(Article changed on May 20, 2013 at 11:31)
(Article changed on May 20, 2013 at 11:26)
1862 Greenback by Public
1862 Greenback by Public
"This is essentially a People's contest ... to lift artificial weights from all shoulders" Abraham Lincoln, war message to Congress, 1861.
SAN FRANCICSCO, May 20, 2013 -- From management workshops to the Oval Office , in major movies and books by the thousands , Abraham Lincoln's leadership is adulated, if not apotheosized. Since a president's leadership mettle is maximally tested by vetoes, Lincoln's vetoes must surely be well-known. Not so. And, Lincoln's most important veto is especially buried and forgotten. Yet, it saved the union, and it still applies today.
The best-selling Lincoln On Leadership does not mention a veto. No veto message appears in Lincoln: Speeches and Writings , a supposedly comprehensive two-volume tome of his "Speeches, Letters, Miscellaneous Writings, Presidential Messages and Proclamations." And, as of today, this is how the people's (wiki's) Abraham Lincoln page tersely summarizes the vetoes of America's most revered president of, by, and for the people:
"Lincoln only vetoed four bills passed by Congress; the only important one was the Wade-Davis Bill with its harsh program of Reconstruction."
The Senate record better informs us that Lincoln issued seven vetoes. His supposedly "only important" veto was a late-session 1864 pocket veto, whereby he let the Wade-Davis bill expire, simply by not signing it. A few months later, this veto was substantially swept aside in the assassination backlash.
Lincoln's June 23, 1862 veto is surely more important. When battles had been lost and soldiers could not be paid, it resolved the Union's financial crisis and was so extraordinary that, in 1869, the Senate Sub-Committee of Ways and Means made a record of the controversy as a matter of "transcendent importance ... for present and future reference." According to the Senate report, Lincoln's alternative measure was "indispensably necessary, and a most powerful instrumentality in saving the government and maintaining the national unity." History Of The Legal Tender Paper Money Issued During The Great Rebellion , page 6.

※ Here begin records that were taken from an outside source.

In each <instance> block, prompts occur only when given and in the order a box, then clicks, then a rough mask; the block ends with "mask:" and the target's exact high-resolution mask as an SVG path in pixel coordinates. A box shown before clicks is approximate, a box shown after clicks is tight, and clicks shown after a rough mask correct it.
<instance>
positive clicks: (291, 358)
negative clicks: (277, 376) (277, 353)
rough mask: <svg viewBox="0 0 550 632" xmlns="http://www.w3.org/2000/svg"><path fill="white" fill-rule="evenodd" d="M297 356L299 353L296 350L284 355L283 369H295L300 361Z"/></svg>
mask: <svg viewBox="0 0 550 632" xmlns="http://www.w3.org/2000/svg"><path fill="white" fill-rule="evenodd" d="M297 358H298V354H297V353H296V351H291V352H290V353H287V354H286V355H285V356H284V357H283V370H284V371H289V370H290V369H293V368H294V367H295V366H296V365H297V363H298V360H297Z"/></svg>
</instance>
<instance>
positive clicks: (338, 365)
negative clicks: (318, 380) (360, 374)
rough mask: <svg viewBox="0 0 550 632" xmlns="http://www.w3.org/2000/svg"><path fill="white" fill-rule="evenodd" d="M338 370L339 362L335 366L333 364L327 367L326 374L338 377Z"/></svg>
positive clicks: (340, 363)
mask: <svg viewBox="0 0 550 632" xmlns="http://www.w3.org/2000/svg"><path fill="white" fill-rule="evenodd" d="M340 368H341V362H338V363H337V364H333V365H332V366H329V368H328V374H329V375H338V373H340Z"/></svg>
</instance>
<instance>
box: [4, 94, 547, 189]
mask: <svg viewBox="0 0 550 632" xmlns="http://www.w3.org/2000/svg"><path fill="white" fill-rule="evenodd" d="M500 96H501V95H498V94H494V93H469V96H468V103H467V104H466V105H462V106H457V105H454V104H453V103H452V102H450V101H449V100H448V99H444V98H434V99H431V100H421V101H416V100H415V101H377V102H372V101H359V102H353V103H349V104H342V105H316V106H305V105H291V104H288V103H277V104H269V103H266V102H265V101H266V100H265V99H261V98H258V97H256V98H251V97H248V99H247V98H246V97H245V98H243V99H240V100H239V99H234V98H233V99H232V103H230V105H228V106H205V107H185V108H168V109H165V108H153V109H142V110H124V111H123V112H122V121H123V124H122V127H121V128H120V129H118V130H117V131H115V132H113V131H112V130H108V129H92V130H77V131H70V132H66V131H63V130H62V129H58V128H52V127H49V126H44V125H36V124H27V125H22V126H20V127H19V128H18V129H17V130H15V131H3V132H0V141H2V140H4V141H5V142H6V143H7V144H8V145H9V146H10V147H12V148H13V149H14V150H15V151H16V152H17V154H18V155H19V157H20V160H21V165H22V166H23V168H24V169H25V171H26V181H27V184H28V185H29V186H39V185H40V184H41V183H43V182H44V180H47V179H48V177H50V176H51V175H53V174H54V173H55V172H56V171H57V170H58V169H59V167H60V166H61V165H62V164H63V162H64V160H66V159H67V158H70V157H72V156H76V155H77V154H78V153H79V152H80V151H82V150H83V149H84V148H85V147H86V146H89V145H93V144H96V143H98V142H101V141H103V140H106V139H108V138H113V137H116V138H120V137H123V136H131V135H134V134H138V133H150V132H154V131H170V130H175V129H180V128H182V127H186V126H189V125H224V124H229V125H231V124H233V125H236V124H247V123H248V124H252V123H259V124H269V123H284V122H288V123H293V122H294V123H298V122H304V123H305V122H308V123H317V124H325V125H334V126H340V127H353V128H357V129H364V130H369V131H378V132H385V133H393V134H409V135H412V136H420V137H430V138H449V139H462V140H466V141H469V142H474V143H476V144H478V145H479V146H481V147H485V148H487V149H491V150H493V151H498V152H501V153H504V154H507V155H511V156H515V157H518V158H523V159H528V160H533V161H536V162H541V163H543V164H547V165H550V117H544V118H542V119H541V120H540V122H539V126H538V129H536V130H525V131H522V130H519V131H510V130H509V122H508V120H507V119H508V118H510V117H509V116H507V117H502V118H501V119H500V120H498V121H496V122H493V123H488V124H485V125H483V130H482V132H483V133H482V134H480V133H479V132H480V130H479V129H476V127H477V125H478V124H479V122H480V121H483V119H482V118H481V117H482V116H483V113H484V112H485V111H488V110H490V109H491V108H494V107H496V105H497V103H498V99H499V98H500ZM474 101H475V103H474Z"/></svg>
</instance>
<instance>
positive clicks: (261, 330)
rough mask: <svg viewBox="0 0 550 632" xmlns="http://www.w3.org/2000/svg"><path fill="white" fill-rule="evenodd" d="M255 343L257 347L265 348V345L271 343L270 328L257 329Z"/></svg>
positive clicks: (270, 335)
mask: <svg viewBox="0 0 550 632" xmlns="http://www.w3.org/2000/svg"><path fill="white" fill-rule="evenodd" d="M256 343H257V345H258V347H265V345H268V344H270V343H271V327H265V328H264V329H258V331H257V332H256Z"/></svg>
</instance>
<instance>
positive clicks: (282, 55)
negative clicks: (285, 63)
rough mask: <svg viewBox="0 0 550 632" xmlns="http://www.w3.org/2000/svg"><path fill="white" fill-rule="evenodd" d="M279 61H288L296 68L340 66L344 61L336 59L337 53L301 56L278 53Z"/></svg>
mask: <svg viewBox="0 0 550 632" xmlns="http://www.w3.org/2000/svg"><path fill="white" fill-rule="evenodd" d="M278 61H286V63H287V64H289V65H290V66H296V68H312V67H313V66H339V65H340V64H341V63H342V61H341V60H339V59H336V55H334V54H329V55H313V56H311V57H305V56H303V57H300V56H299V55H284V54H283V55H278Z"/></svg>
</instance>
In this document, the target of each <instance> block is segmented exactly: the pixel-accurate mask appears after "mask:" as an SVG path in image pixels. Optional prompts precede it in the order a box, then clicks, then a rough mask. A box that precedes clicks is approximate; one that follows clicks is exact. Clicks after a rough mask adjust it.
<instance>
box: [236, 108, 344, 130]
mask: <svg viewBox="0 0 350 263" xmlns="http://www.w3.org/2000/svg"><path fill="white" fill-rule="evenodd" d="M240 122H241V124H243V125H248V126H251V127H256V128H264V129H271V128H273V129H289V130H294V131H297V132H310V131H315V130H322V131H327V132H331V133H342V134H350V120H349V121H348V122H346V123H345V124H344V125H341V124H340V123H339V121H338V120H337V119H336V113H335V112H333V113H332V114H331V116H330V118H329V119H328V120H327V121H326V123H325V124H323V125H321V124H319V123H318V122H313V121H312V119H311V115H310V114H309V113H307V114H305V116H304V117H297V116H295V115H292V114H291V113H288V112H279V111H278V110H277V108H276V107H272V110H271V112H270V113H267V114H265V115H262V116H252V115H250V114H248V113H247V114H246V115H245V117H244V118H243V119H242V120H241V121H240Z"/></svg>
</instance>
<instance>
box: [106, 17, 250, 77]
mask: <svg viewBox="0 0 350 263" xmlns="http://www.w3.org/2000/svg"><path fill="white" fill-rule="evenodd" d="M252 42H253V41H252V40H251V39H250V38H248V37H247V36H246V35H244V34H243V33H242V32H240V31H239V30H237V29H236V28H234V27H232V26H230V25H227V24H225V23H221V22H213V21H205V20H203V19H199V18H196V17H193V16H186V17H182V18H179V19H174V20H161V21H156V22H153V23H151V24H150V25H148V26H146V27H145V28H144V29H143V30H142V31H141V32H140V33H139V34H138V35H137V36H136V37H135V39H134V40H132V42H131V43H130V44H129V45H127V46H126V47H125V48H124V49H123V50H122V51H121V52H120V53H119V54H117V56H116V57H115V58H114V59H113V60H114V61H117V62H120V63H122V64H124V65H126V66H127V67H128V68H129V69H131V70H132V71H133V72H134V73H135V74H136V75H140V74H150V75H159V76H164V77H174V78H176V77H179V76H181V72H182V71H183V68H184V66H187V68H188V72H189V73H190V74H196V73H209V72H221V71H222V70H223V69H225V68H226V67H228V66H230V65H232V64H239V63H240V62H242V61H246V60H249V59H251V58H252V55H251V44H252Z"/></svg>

Lincoln's Message to Congress in favor of a National Currency, but vetoing irredeemable bank notes is on page 36. An irredeemable or "fiat" note is paper money that is declared legal tender by statute but is not backed by intrinsically valuable commodities such as gold or silver. Lincoln vetoed a bill to permit circulating issues of fiat bank notes, materially equivalent to today's Federal Reserve bank notes, [1] on the ground that it made much more sense to instead issue fiat United States notes. Today, the privately owned Federal Reserve System pays the Treasury only the cost of printing the bank notes that it then issues to the public at no less than full face value. [2] At present, no true United States notes are issued.
Lincoln's message to Congress, explaining the obvious advantages of government-issued fiat United States notes over borrowing fiat bank notes, is as follows:
"The object of the bill submitted to me, namely, that of providing a small note currency during the present suspension [of redeemable bank notes], can be fully accomplished by authorizing the issue, as part of any new emission of United States notes... Such an issue would answer all the beneficial purposes of the bill, would save a considerable amount to the Treasury in interest, would greatly facilitate payments to soldiers and other creditors of small sums, and would furnish to the people a currency as safe as their own Government."
On July 11, 1862, an undivided Congress concurred and issued the famous one dollar greenback. In December 1862, Lincoln reported to Congress that the measure had saved "the people immense sums in discounts and exchanges."
Thus, by his veto, Lincoln's leadership was indispensably necessary in issuing the nation's first currency, as fiat greenback dollars. Lincoln's commonsense veto message defied and trumped bank brinksmanship, propaganda and lobbying, saving the people from the imposition of an artificial burden of compounding debt to bankers who then (as now) offered no more than paper money, which the government itself could as easily and far more efficiently issue. [3]
Why in 2013 should we the people now bear that artificial and compounding debt burden? It is a far more absurd imposition today, for now, and not then: (1) we already print the fiat notes that the banks issue; (2) by legal tender acts, we already provide the full faith and credit without which the bank notes would be valueless; and (3) we have already accrued a long-compounded debt of such a crushing magnitude that interest payments consume our taxes, while bankers chastise us for living beyond our means. Meanwhile, President Obama applauds the economic marvel Lincoln's leadership wrought, as in his "Jobs Act" message to Congress on September 8, 2011:
"[I]n the middle of a civil war, [Lincoln] was also a leader who looked to the future, a Republican president who mobilized government to build the Transcontinental Railroad, launch the National Academy of Sciences, set up the first land grant colleges."
All this manifests the importance of renewed debate reissues of debt-dissolving, interest-free, pay-as-you-go fiat United States notes, versus continuing the gift to private banks of an absolute monopoly over the Treasury's money-printing presses.